Your interpretation is correct. The child of fromString is scala.xml.Text, which extends scala.xml.Atom[String]:

scala> fromString.child(0).getClass.getName
res1: String = scala.xml.Text

scala> fromString.child(0).asInstanceOf[xml.Atom[_]].data.getClass.getName
res2: String = java.lang.String

And the child of fromBoolean is scala.xml.Atom[Boolean]:

scala> fromBoolean.child(0).getClass.getName
res3: String = scala.xml.Atom

scala> fromBoolean.child(0).asInstanceOf[xml.Atom[_]].data.getClass.getName
res4: String = java.lang.Boolean

So the data of fromString's child Atom has type String, and the data of fromBoolean's Atom has type Boolean. The equality implementation of Atom (scala.xml.Atom#strict_==) just compares the data directly, and so the String and the Boolean compare unequal.

I'm not sure what's the purpose of distinguishing the types of Atom data.

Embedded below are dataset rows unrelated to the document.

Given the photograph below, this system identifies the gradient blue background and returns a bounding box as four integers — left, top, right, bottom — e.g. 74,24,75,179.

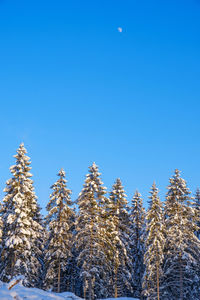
0,0,200,213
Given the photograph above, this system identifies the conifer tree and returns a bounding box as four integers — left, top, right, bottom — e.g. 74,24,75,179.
0,143,43,286
193,188,200,239
75,163,108,300
143,182,165,300
163,169,200,300
44,169,74,293
0,203,3,245
129,190,145,298
108,178,132,298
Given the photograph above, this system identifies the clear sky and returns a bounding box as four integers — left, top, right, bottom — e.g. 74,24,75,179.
0,0,200,213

It seems to me that Atom should compare toString values of its data anyway. So this behaviour might be a bug.

As a workaround, I can advise to convert the atom values to String explicitly. The equality works in that case:

scala> <b>{true.toString}</b> == <b>true</b>
res5: Boolean = true

Scala xml comparison does have more quirks though:

scala> <foo:b xmlns:foo="foo"/> == <foo:b xmlns:foo="bar"/> 
res6: Boolean = true

scala> <b>{"<"}</b> == <b>&lt;</b>
res7: Boolean = false

scala> <b>></b> == <b>&gt;</b>
res8: Boolean = false

So it may be worth it to try implementing comparison manually.